Speaking of prophecy: there is nothing more prophetic than the writing of Anna Politkovskaya. Her books and articles formed my first opinions on Russia. She was a journalist in Russia during the early Putin reign, and paid the ultimate price for speaking the truth.
From more recent releases I recommend How to Lose the Information War by Nina Jankowicz. This is a brilliant investigation into the nature of Russian disinformation campaigns in US during the Trump Administration but also looks into Ukraine and Georgia; if you enjoyed Peter Pomerantsev’s exploration of information warfare you’ll love this.
Being Lithuanian I naturally want to learn more and more about how Russia’s thinking and behavior will effect the Baltic States in the future. Aliide Naylor released an in-depth study on this last year, The Shadow in the East, which I thoroughly enjoyed.

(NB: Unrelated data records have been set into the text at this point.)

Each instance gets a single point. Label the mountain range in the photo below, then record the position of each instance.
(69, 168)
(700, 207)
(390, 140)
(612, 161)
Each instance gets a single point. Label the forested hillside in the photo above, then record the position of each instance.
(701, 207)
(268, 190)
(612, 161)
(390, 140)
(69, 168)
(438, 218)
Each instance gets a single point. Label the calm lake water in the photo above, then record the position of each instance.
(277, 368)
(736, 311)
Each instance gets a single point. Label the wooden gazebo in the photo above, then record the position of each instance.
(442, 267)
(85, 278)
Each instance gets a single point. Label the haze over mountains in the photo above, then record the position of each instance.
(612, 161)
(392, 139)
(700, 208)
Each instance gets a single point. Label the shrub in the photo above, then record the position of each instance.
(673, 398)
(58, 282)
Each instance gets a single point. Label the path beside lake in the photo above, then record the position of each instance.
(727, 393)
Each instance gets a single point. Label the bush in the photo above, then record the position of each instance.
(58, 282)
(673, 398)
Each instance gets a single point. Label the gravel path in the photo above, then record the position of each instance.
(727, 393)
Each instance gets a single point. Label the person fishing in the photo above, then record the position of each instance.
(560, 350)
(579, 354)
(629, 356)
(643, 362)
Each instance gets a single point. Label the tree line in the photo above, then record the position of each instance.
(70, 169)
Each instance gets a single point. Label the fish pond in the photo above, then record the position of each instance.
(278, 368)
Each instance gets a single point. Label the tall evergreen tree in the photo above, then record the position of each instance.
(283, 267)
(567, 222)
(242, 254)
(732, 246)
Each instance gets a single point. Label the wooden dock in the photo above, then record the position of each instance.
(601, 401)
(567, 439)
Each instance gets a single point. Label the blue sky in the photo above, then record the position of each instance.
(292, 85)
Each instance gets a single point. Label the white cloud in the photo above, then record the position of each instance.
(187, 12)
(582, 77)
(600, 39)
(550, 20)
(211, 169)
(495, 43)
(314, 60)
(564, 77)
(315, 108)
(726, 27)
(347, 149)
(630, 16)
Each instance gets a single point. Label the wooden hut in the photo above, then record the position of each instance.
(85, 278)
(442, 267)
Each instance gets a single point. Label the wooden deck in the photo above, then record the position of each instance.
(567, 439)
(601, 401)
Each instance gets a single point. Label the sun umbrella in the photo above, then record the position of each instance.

No list of books about Russian politics is complete without the inclusion of Masha Gessen, a brilliant journalist, activist, author and outspoken critic of Vladimir Putin. Their biographical study of the man himself, The Man Without a Face, was one of the first ever Western published books about Putin. They’ve since released the fantastic The Future is History about the rise of historical revisionism in Russia and, most recently, Surviving Autocracy, about fighting the global rise of authoritarianism—a book I had the pleasure of reading last year.
I make a habit of reading every single Luke Harding release. The first, Mafia State, is in my mind to this day. Very Expensive Poison is also super good! The investigative nature of these will keep you up through the night until you turn the last page.
The Long Hangoverby Shaun Walker is about the clever exploitation of memory and glories past by the current regime in its quest for popularity and public support. I loved the investigation and am hoping for more from the author—the style is unique!
And finally, the foundational text for my understanding of modern Russia and Putinism is Timothy Snyder’s The Road To Unfreedom. I’ve got no space here for a synopsis, simply read the book. All I can say is that no westerner understands the region as well as TS, who I consider to be one of the greatest living historians. One of his previous books, Bloodlands, is a historical view of Eastern Europe as you’ve never seen it before, and is one of my all-time favorites. Not for the faint of heart.
I’d also include Putin v People by Prof. Sam Greene. I’ve enjoyed the in-depth and bottom-up study of Putin and his support base as much as I enjoyed attending Prof. Greene’s lectures at King’s Russia Institute a few years back when studying for my Masters in Modern History.
There are hundreds of books on this that I was unable to add to the thread (since when is there a cap on the amount of tweets?) so please do not take omissions to heart. The goal was to introduce the very basics to peeps new to this.
Be nice to authors and block the trolls.